30.Mr C, whose will made a gift of residue to charity, subsequently gave instructions to his solicitor to increase pecuniary legacies to his nieces and a friend who looked after him. The will was prepared but Mr C was taken ill on the day of the appointment and telephoned his solicitor to tell him that he was being admitted to hospital. He died unexpectedly the next day.

The commission authorised the Donkey Sanctuary to make ex gratia payments totalling £1,052.63.

31.Mrs D left the bulk of her estate to the National Trust.

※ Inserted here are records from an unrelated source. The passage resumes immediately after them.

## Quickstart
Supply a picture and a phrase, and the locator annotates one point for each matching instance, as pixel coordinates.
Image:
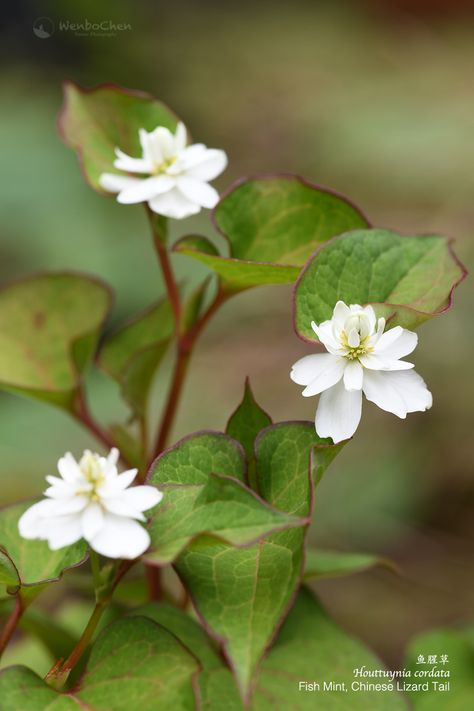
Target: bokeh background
(373, 99)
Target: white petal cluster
(173, 178)
(360, 358)
(92, 500)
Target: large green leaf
(35, 562)
(242, 594)
(21, 688)
(95, 122)
(311, 648)
(247, 421)
(134, 664)
(333, 564)
(272, 225)
(132, 354)
(407, 279)
(49, 325)
(218, 505)
(453, 650)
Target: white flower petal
(116, 183)
(338, 414)
(92, 520)
(380, 389)
(396, 343)
(353, 375)
(325, 333)
(399, 392)
(180, 138)
(326, 378)
(340, 313)
(69, 468)
(212, 163)
(198, 192)
(306, 369)
(120, 537)
(131, 165)
(146, 189)
(173, 204)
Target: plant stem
(68, 665)
(11, 624)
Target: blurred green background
(372, 99)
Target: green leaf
(272, 225)
(247, 421)
(457, 645)
(223, 508)
(132, 354)
(95, 122)
(18, 684)
(310, 647)
(137, 664)
(242, 594)
(49, 325)
(35, 562)
(333, 564)
(217, 685)
(407, 279)
(200, 500)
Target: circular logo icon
(43, 27)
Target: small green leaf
(457, 646)
(243, 594)
(187, 630)
(333, 564)
(8, 573)
(201, 500)
(49, 325)
(407, 279)
(137, 664)
(18, 684)
(134, 664)
(310, 647)
(273, 225)
(95, 122)
(132, 354)
(193, 458)
(222, 507)
(35, 562)
(247, 421)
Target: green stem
(59, 677)
(95, 566)
(11, 624)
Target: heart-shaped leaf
(334, 564)
(95, 122)
(272, 225)
(243, 594)
(311, 648)
(132, 354)
(220, 506)
(135, 663)
(35, 562)
(49, 325)
(407, 279)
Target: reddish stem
(11, 624)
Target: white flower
(360, 358)
(92, 500)
(178, 175)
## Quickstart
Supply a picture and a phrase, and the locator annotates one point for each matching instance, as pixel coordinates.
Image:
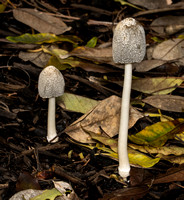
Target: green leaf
(92, 43)
(157, 134)
(48, 194)
(41, 38)
(156, 86)
(76, 103)
(164, 150)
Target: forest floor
(76, 37)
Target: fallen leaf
(92, 43)
(26, 194)
(40, 21)
(168, 25)
(41, 38)
(164, 150)
(40, 59)
(157, 134)
(102, 55)
(76, 103)
(173, 159)
(136, 158)
(173, 174)
(166, 102)
(156, 86)
(27, 181)
(130, 193)
(104, 116)
(48, 194)
(168, 50)
(123, 2)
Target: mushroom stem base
(51, 123)
(124, 165)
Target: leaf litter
(90, 115)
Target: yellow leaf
(157, 134)
(157, 86)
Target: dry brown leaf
(40, 59)
(103, 55)
(166, 102)
(157, 85)
(40, 21)
(104, 116)
(168, 25)
(149, 4)
(147, 65)
(173, 174)
(131, 193)
(169, 50)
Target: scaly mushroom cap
(129, 44)
(50, 83)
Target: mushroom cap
(129, 43)
(50, 83)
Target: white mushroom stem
(124, 165)
(51, 123)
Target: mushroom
(128, 46)
(51, 85)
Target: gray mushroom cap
(129, 44)
(50, 83)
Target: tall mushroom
(128, 46)
(51, 85)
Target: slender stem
(124, 166)
(51, 123)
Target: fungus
(51, 85)
(128, 46)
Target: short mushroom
(128, 46)
(51, 85)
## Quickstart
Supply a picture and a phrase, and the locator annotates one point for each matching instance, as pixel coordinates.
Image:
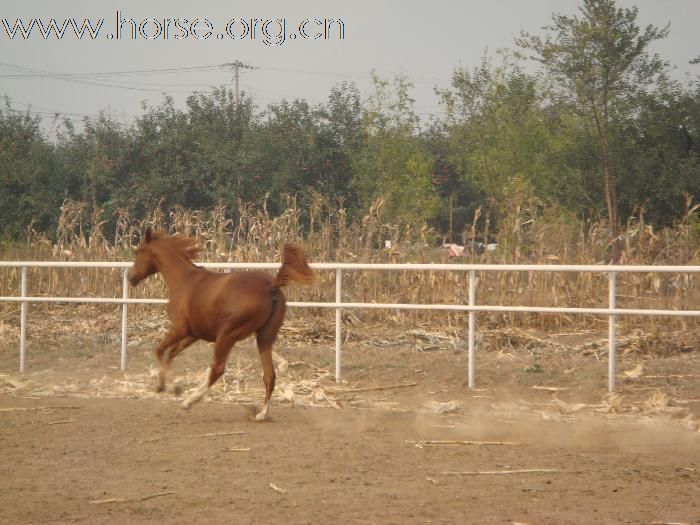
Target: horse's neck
(175, 268)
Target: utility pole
(235, 66)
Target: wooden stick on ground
(498, 472)
(369, 388)
(28, 409)
(157, 495)
(216, 434)
(110, 500)
(438, 443)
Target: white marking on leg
(263, 413)
(162, 372)
(199, 393)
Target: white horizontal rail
(385, 306)
(472, 308)
(594, 268)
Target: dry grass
(529, 234)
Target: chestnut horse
(218, 307)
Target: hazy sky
(426, 40)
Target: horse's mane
(187, 246)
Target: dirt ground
(400, 440)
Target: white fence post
(125, 296)
(22, 319)
(472, 323)
(612, 293)
(338, 322)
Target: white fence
(471, 307)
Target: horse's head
(144, 263)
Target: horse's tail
(294, 268)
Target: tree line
(598, 131)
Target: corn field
(525, 237)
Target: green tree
(600, 60)
(31, 184)
(393, 163)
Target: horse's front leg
(169, 347)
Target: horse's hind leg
(222, 347)
(265, 350)
(168, 358)
(266, 336)
(172, 342)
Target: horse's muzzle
(132, 278)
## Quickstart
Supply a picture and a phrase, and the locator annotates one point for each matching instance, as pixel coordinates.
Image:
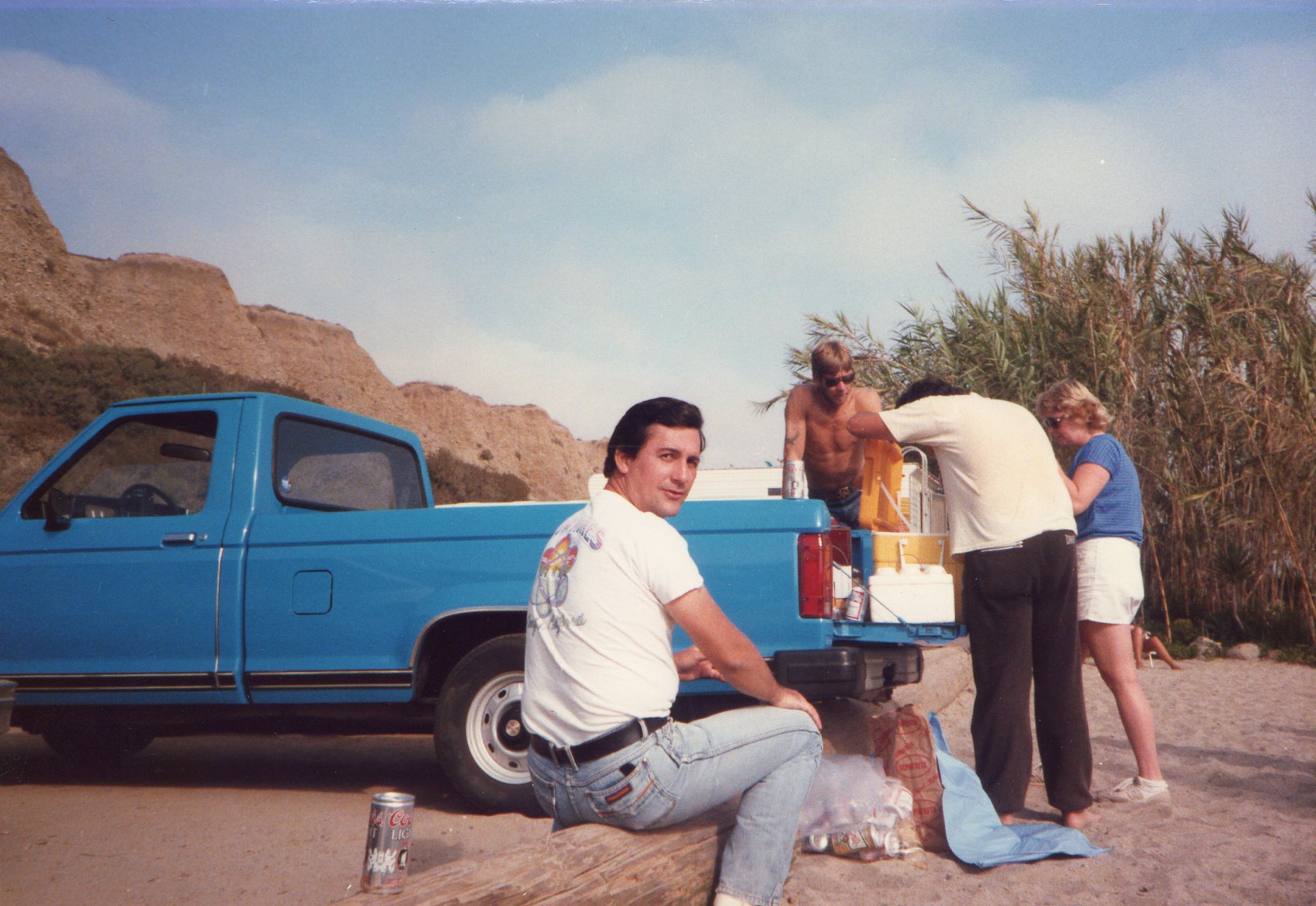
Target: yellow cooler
(913, 580)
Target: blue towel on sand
(974, 830)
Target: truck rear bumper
(849, 671)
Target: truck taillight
(818, 556)
(815, 556)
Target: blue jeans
(765, 755)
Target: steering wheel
(137, 500)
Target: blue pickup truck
(241, 561)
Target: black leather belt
(850, 487)
(593, 750)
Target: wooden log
(584, 866)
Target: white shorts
(1110, 580)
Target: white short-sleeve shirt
(1002, 479)
(597, 645)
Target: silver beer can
(854, 603)
(792, 479)
(387, 843)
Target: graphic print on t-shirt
(552, 580)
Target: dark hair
(928, 387)
(632, 431)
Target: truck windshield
(138, 465)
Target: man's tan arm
(870, 425)
(732, 654)
(795, 427)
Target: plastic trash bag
(853, 809)
(853, 789)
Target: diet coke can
(792, 479)
(387, 843)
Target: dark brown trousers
(1021, 610)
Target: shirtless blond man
(816, 433)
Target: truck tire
(96, 743)
(480, 737)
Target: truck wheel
(478, 731)
(96, 743)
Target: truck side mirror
(60, 508)
(185, 451)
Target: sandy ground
(251, 819)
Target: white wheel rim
(495, 734)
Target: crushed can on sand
(387, 843)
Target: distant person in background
(1011, 520)
(816, 433)
(1142, 641)
(1103, 486)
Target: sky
(580, 206)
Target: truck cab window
(327, 467)
(141, 465)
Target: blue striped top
(1117, 510)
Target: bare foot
(1079, 819)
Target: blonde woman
(1103, 487)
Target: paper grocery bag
(903, 741)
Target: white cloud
(662, 226)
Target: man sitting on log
(601, 675)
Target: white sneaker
(1138, 792)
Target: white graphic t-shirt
(597, 642)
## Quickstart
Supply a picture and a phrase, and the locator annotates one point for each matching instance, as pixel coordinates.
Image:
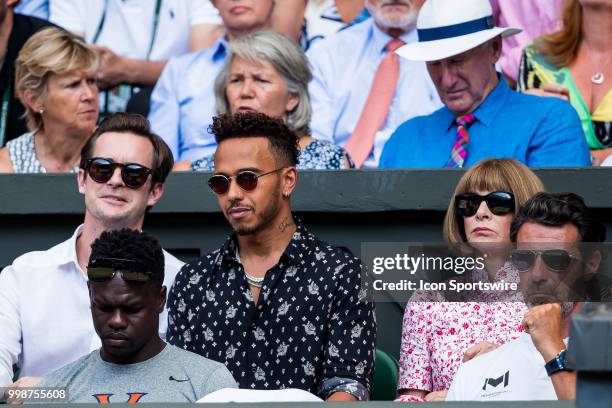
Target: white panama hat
(451, 27)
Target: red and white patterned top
(435, 333)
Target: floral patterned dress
(436, 333)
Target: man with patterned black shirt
(279, 307)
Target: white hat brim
(448, 47)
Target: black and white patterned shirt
(313, 327)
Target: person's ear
(81, 176)
(33, 101)
(292, 103)
(496, 49)
(155, 194)
(289, 181)
(162, 299)
(592, 265)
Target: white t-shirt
(45, 315)
(128, 24)
(513, 372)
(242, 395)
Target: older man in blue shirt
(482, 117)
(345, 95)
(183, 101)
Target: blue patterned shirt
(312, 328)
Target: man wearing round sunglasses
(44, 308)
(279, 307)
(557, 255)
(134, 365)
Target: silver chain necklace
(598, 77)
(252, 280)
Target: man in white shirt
(137, 37)
(554, 269)
(360, 110)
(45, 320)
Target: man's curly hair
(133, 245)
(283, 141)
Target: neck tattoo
(286, 223)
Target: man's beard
(406, 21)
(566, 307)
(268, 214)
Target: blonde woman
(575, 64)
(436, 334)
(55, 81)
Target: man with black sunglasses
(557, 256)
(134, 365)
(44, 308)
(279, 307)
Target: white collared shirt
(513, 372)
(45, 315)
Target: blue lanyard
(153, 34)
(6, 100)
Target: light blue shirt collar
(487, 111)
(219, 49)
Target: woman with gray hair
(55, 79)
(268, 73)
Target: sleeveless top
(319, 155)
(23, 155)
(535, 71)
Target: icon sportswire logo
(133, 397)
(494, 382)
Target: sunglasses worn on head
(103, 269)
(557, 260)
(246, 180)
(101, 170)
(499, 203)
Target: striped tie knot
(394, 44)
(466, 120)
(459, 152)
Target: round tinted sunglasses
(246, 180)
(557, 260)
(499, 203)
(103, 269)
(101, 170)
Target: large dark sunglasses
(103, 269)
(499, 203)
(101, 170)
(557, 260)
(246, 180)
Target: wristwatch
(557, 364)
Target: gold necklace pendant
(598, 78)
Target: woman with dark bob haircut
(436, 333)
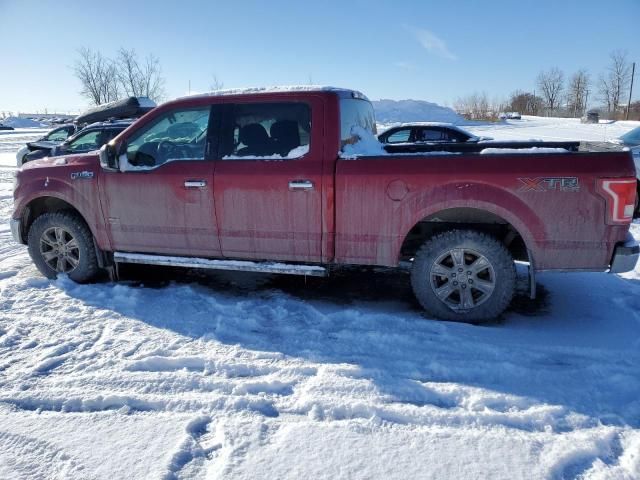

In mid-December 2002 she told her financial adviser that she had invested £5,000 in an account for one of the two granddaughters of her cousin and would need to change her will to ensure that the granddaughter received the money. She also gave instructions for £5,000 to be invested in trust for the other granddaughter. Over Christmas, she informed family and friends that she intended to see her solicitor to change her will. She died unexpectedly in mid-January 2003, without having seen her solicitor and before the second investment had been made.

The commission authorised the National Trust to pay the money in the account to the first granddaughter and to pay the second granddaughter the sum of £5,000.

32.Mrs E made a will in 1979 leaving the whole of her estate to charity. In 2001 she instructed lawyers to draw up a new will which gave 3/21sts to the charity and the remainder to her family. This will was not executed because of Mrs E’s infirmity. We received statutory declarations from her family as to her intention and a letter from a friend of Mrs E who does not benefit under the will confirming that Mrs E wanted her family to benefit from her estate. Mrs E and her husband had made mirror wills in 1979 under which the family had not benefited but after his death in 1982 Mrs E had become reconciled with his family. The charity trustees did not regard themselves as being under a moral obligation with regard to the 50% of the bequest which had effectively come to them from Mrs E’s husband via her estate. However, they did regard themselves as having a moral obligation with regard to the remainder of the gift.

The commission authorised the charity, the Bequest of Grace Hudson, to make six payments each of £16,107.